4. Figure 6. If both MOBP and PLP are zDHHC9 substrates how can you explain the relatively low palmitoylation of MOBP (~40% increased to ~90% by zDHHC9 & Golga7) but relatively high palmitoylation of PLP (~80% increased to ~90%) in the same cell type? Could other zDHHC-PATs be involved?

The reviewer is correct that there are differences in basal palmitoylation of MOBP, PLP and CNP in our HEK cell assay is variable. Numerous PATs are known to be expressed in HEK293T cells (https://sites.broadinstitute.org/ccle/datasets) and PLP may be highly palmitoylated basally by endogenous ZDHHC9 or ZDHHC9 plus another PAT(s). The level of endogenous palmitoylation does not necessarily speak to multiple PATs, but merely the extent to which a substrate is palmitoylated.

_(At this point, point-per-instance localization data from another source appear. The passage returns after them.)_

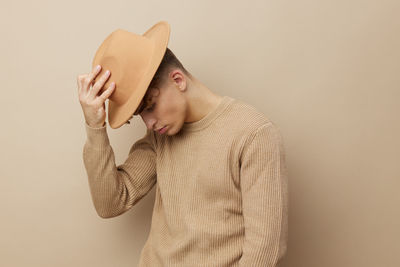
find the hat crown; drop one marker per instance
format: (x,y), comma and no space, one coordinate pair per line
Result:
(127,55)
(133,60)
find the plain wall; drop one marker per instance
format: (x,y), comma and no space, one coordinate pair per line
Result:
(326,72)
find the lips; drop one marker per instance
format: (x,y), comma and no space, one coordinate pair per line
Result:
(162,129)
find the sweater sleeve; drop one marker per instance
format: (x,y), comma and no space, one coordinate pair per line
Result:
(263,182)
(115,189)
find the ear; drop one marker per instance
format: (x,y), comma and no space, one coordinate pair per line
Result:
(178,79)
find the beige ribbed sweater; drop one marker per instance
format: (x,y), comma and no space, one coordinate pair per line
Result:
(221,189)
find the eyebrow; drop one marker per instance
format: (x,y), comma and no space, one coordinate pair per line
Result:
(142,104)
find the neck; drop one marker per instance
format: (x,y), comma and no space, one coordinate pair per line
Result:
(200,101)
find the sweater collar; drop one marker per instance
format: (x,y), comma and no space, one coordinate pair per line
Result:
(212,115)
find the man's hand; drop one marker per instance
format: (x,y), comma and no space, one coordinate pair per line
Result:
(93,105)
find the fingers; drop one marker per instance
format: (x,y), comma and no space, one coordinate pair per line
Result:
(99,84)
(107,92)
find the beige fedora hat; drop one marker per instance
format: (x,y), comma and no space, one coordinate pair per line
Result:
(133,60)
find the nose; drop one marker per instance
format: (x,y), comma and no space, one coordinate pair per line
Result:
(148,120)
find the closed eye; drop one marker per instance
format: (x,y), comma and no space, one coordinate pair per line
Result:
(151,107)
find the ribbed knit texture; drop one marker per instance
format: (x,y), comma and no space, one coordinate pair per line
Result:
(221,188)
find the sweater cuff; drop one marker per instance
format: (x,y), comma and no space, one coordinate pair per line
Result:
(97,137)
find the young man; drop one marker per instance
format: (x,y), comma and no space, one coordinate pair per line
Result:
(218,165)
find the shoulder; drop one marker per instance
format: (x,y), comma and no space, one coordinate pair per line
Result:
(246,118)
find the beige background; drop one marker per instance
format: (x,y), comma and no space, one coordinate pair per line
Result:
(327,72)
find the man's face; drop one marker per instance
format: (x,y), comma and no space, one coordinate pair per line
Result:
(164,107)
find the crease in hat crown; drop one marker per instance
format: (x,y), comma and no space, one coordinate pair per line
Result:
(132,60)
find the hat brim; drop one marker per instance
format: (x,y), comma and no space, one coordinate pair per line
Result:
(119,114)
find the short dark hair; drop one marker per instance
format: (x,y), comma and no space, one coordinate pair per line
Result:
(168,62)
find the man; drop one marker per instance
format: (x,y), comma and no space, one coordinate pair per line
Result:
(218,165)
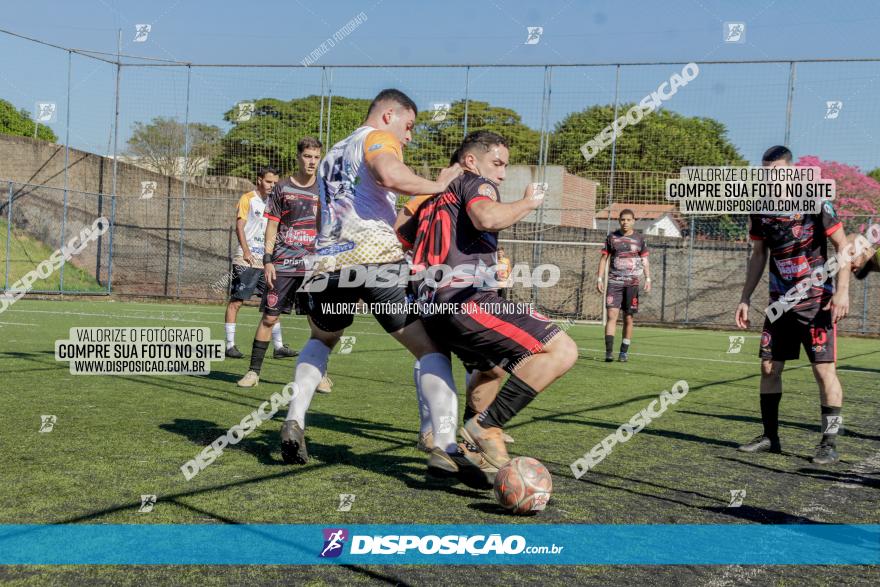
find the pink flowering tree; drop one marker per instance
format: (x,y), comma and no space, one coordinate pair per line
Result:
(858,195)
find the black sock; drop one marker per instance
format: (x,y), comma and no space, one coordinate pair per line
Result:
(258,351)
(513,397)
(770,414)
(832,423)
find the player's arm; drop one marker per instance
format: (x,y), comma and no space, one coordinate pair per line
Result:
(268,267)
(493,216)
(839,304)
(240,221)
(384,159)
(406,223)
(754,271)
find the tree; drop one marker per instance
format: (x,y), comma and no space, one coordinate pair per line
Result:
(857,195)
(663,141)
(434,141)
(18,123)
(161,146)
(268,136)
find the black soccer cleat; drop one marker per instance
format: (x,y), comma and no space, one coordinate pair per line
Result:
(761,444)
(293,444)
(456,465)
(284,352)
(825,455)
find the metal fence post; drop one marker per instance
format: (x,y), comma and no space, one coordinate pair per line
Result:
(185,178)
(467,85)
(792,75)
(663,287)
(66,165)
(8,236)
(687,297)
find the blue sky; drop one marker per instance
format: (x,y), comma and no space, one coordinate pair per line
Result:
(749,99)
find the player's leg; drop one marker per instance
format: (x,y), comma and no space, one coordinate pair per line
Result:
(820,343)
(326,329)
(776,348)
(613,303)
(232,308)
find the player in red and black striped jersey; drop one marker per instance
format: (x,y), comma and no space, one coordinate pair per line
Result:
(628,262)
(459,228)
(797,245)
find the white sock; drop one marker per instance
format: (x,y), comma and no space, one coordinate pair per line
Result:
(424,410)
(310,367)
(276,335)
(438,389)
(230,334)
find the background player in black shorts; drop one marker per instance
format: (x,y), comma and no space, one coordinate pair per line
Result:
(796,245)
(291,213)
(628,254)
(459,228)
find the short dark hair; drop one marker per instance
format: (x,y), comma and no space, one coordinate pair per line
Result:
(307,143)
(482,140)
(264,170)
(777,153)
(392,95)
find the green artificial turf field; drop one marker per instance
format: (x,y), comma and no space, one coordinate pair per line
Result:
(118,437)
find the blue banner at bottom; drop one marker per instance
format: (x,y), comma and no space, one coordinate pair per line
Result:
(499,544)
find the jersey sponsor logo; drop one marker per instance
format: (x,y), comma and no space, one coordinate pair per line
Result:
(793,267)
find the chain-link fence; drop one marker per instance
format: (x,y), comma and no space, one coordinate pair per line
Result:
(165,149)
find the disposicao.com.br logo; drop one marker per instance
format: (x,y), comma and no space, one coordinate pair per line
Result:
(430,544)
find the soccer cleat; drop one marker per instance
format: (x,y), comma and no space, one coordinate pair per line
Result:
(426,442)
(761,444)
(476,458)
(325,386)
(250,379)
(293,444)
(489,441)
(825,455)
(284,352)
(442,464)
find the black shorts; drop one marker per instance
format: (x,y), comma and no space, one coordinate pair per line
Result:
(625,297)
(284,296)
(246,281)
(331,308)
(485,330)
(782,340)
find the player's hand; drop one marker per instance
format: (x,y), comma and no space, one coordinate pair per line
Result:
(269,274)
(447,175)
(839,305)
(742,316)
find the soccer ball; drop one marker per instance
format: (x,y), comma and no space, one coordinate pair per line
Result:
(523,486)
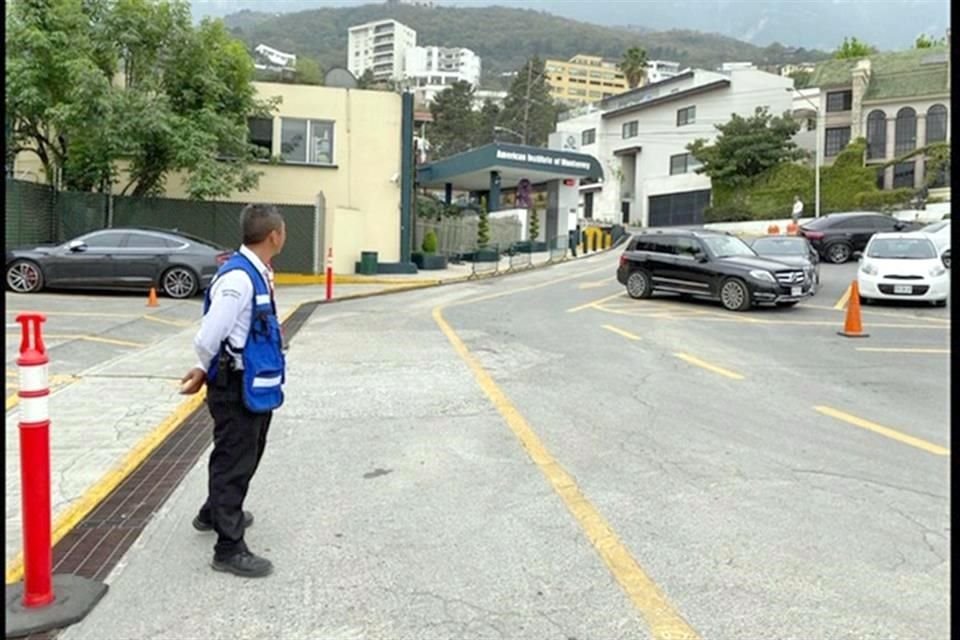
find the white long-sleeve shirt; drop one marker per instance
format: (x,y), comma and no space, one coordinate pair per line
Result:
(231,308)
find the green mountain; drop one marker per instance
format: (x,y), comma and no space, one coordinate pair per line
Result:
(503,37)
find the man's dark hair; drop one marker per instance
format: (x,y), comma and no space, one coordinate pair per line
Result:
(258,221)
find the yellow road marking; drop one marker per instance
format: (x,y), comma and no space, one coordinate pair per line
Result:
(902,350)
(175,323)
(664,620)
(67,520)
(686,357)
(71,336)
(842,302)
(884,431)
(595,303)
(625,334)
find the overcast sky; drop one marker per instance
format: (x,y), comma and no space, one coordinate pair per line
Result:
(888,24)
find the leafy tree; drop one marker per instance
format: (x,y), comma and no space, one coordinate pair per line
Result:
(454,120)
(366,80)
(853,48)
(529,108)
(634,66)
(924,41)
(747,147)
(91,83)
(308,71)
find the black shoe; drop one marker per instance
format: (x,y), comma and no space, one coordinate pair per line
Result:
(202,525)
(244,564)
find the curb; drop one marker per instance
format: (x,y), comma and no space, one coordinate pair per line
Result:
(92,497)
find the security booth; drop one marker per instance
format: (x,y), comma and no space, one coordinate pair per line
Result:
(517,178)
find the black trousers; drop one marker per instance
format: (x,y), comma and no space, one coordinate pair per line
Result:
(239,438)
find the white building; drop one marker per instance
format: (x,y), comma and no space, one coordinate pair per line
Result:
(380,46)
(640,139)
(269,58)
(441,66)
(660,70)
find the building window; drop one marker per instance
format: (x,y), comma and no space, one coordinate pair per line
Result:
(876,135)
(837,139)
(306,141)
(683,163)
(903,175)
(839,101)
(936,123)
(261,135)
(905,139)
(686,116)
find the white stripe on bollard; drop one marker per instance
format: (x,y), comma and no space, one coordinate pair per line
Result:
(34,410)
(34,377)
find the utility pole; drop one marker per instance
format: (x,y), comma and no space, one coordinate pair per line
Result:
(526,102)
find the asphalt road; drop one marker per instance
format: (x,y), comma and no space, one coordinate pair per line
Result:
(541,457)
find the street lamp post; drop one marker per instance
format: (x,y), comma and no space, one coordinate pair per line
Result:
(819,134)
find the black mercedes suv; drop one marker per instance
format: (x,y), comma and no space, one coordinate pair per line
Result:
(711,265)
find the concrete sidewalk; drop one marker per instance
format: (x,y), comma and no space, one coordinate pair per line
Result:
(107,421)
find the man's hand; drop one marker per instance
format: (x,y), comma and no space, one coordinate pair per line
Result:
(193,381)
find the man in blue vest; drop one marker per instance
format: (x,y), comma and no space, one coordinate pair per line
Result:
(240,348)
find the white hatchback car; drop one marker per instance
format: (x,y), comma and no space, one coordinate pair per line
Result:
(902,266)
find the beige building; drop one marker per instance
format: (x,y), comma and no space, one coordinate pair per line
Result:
(897,101)
(584,79)
(343,143)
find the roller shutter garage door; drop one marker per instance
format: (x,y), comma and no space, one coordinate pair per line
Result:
(678,209)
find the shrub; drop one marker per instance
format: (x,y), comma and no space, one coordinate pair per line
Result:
(430,242)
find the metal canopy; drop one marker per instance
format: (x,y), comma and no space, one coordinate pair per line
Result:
(470,170)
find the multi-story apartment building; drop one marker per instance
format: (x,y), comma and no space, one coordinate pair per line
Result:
(430,70)
(380,46)
(640,139)
(898,102)
(583,79)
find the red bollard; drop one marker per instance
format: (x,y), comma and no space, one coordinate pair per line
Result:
(35,463)
(31,606)
(330,273)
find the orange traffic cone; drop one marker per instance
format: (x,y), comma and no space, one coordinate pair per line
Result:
(852,326)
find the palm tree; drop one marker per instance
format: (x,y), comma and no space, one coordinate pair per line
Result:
(634,66)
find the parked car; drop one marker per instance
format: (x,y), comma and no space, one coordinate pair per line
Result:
(711,265)
(939,232)
(838,235)
(902,266)
(177,264)
(793,250)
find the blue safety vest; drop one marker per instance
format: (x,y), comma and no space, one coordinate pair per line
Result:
(263,360)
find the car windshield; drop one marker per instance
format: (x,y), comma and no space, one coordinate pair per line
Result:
(726,246)
(901,249)
(781,246)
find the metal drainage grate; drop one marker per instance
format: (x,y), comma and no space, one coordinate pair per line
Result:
(95,546)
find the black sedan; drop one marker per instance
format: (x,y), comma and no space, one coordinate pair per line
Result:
(792,250)
(177,264)
(839,235)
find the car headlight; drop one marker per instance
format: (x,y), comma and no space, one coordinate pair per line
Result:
(760,274)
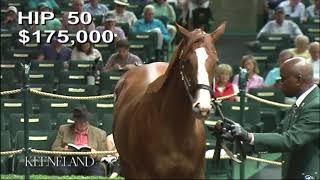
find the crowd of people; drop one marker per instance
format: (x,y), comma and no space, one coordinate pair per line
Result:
(158,16)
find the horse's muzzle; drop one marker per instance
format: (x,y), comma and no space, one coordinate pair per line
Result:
(202,112)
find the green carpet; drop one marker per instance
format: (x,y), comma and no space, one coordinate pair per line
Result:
(251,168)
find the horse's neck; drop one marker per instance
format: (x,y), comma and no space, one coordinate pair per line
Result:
(175,103)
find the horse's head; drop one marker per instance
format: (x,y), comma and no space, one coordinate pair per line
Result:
(197,61)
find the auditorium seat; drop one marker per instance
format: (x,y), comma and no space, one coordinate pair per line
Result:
(40,140)
(106,123)
(5,146)
(9,106)
(65,118)
(252,118)
(73,77)
(100,107)
(77,90)
(55,106)
(36,122)
(270,115)
(108,81)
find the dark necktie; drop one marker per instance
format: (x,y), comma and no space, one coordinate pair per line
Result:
(293,113)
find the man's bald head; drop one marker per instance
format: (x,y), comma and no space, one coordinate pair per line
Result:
(314,50)
(284,55)
(296,76)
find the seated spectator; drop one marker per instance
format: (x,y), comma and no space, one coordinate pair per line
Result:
(149,24)
(254,80)
(165,12)
(53,24)
(314,50)
(280,25)
(95,8)
(313,10)
(81,133)
(33,4)
(294,9)
(55,51)
(76,7)
(223,86)
(272,4)
(114,167)
(301,48)
(109,23)
(122,15)
(85,52)
(273,76)
(10,21)
(187,6)
(123,59)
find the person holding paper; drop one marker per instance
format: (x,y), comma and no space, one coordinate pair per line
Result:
(81,133)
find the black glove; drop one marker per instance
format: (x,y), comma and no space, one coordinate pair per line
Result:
(236,130)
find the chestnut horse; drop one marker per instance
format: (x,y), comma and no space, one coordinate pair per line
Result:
(159,111)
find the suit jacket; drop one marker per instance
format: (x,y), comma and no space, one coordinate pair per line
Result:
(97,138)
(299,140)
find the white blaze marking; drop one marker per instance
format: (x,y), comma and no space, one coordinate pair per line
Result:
(203,96)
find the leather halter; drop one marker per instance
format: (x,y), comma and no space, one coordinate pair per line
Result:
(187,82)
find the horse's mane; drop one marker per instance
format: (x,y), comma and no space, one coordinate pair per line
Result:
(156,85)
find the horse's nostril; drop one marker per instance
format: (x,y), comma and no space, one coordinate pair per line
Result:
(204,113)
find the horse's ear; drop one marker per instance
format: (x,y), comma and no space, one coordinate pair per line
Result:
(181,29)
(219,31)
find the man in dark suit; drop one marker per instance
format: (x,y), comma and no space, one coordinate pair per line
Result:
(81,133)
(300,137)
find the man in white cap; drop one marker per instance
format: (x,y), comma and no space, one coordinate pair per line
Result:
(95,8)
(10,22)
(109,23)
(121,14)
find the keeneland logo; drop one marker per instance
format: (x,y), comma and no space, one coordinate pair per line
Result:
(60,161)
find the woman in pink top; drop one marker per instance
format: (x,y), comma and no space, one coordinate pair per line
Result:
(254,80)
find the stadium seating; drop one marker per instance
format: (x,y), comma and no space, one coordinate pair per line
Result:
(77,90)
(108,81)
(147,40)
(100,107)
(5,146)
(47,66)
(9,106)
(252,118)
(36,122)
(41,140)
(55,106)
(270,116)
(106,123)
(65,118)
(73,77)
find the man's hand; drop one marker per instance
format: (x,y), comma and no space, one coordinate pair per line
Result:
(236,130)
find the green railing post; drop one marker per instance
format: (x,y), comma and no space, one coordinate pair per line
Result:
(26,69)
(243,77)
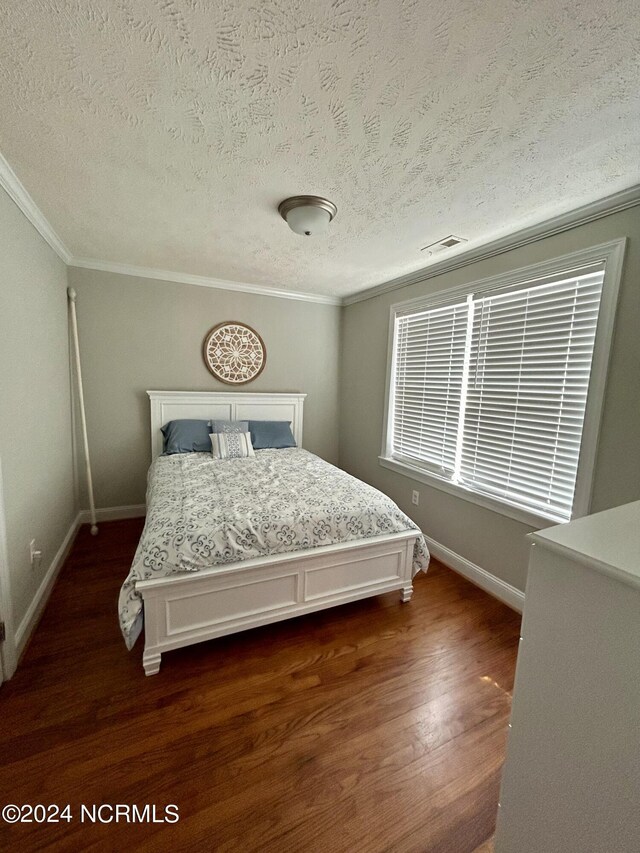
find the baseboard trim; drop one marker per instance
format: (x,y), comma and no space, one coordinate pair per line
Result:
(39,602)
(496,587)
(114,513)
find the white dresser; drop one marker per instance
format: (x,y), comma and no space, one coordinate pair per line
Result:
(571,782)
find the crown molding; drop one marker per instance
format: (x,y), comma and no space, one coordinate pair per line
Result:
(548,228)
(14,188)
(623,200)
(202,281)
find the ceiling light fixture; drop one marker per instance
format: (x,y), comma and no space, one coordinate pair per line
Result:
(307,214)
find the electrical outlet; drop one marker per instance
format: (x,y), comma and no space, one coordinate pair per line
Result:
(35,555)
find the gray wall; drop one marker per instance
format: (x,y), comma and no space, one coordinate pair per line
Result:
(137,334)
(35,406)
(490,540)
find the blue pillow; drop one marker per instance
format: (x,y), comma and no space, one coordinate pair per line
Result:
(275,434)
(186,436)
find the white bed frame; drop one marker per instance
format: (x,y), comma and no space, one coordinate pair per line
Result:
(183,609)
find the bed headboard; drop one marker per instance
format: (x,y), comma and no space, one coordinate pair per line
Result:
(223,405)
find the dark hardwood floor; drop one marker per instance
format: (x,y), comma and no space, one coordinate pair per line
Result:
(374,726)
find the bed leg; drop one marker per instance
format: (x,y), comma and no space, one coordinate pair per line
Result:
(151,663)
(407,592)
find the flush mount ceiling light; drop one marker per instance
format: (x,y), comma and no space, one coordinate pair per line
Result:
(307,214)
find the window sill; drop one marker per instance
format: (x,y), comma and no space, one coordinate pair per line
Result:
(517,513)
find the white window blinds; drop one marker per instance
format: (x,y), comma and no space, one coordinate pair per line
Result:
(428,385)
(490,393)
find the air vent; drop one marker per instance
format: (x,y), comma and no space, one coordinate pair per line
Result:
(440,245)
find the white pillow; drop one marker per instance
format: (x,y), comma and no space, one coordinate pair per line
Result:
(231,445)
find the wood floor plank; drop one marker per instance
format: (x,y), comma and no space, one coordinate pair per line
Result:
(370,727)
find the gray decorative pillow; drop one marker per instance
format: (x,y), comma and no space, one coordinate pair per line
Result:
(229,426)
(276,434)
(186,435)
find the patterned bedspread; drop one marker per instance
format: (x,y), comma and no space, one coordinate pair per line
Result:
(203,512)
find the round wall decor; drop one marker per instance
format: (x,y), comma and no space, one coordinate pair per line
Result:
(234,352)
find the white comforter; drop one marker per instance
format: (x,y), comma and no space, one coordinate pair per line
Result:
(202,512)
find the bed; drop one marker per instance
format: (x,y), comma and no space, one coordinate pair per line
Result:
(187,584)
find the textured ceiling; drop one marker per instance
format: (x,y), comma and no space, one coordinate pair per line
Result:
(163,133)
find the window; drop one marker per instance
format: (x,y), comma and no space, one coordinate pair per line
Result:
(490,386)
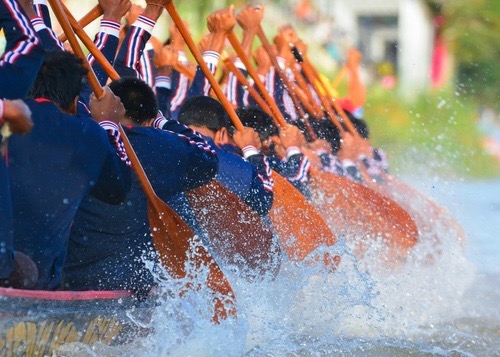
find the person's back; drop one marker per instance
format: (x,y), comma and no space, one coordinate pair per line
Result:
(58,163)
(110,246)
(248,177)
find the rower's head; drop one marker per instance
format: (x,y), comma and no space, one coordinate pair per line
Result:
(207,116)
(60,80)
(259,120)
(138,99)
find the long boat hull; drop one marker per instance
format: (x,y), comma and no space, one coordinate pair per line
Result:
(39,322)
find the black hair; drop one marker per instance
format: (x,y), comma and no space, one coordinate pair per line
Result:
(205,112)
(60,79)
(137,97)
(259,120)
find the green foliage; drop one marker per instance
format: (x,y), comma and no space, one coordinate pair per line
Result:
(437,134)
(473,27)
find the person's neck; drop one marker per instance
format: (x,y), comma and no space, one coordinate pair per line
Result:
(203,131)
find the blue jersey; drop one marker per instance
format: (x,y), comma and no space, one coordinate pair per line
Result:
(110,245)
(19,64)
(51,170)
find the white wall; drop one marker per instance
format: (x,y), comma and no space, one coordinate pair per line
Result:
(415,46)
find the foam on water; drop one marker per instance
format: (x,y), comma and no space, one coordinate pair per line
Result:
(368,307)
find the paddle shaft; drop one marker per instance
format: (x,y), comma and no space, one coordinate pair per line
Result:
(277,116)
(206,71)
(92,15)
(290,87)
(244,82)
(62,14)
(178,252)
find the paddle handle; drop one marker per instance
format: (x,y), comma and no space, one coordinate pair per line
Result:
(290,87)
(92,15)
(244,82)
(87,41)
(199,59)
(277,115)
(59,12)
(306,68)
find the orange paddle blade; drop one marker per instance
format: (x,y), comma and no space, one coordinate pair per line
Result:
(364,211)
(430,218)
(238,234)
(178,247)
(300,227)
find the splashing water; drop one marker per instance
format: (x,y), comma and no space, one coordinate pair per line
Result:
(428,304)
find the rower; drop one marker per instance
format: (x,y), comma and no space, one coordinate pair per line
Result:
(110,246)
(248,177)
(282,147)
(64,158)
(18,69)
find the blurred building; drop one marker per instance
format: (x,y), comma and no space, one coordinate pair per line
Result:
(397,32)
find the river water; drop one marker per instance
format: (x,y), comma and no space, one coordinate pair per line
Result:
(442,303)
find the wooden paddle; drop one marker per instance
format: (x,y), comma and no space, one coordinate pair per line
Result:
(342,203)
(238,235)
(179,250)
(393,213)
(90,17)
(300,228)
(404,194)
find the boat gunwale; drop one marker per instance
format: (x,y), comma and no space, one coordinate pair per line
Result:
(66,295)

5. Figure 6. I appreciate that the increase in PLP palmitoylation is statistically significant, but is the very small change in palmitoylation likely to be biologically significant? Can you be confident that there are no non-specific effects of overexpressing zDHHC9? These experiments would be significantly improved by silencing zDHHC9 (or repeating with the zDHHC9 knockout animals that this lab used in PMID: 31747610).

It is very difficult to determine biological impact based on the magnitude of change. As per reviewers’ request, we have repeated our work with Zdhhc9 knockout mice (See Essential revision point 1).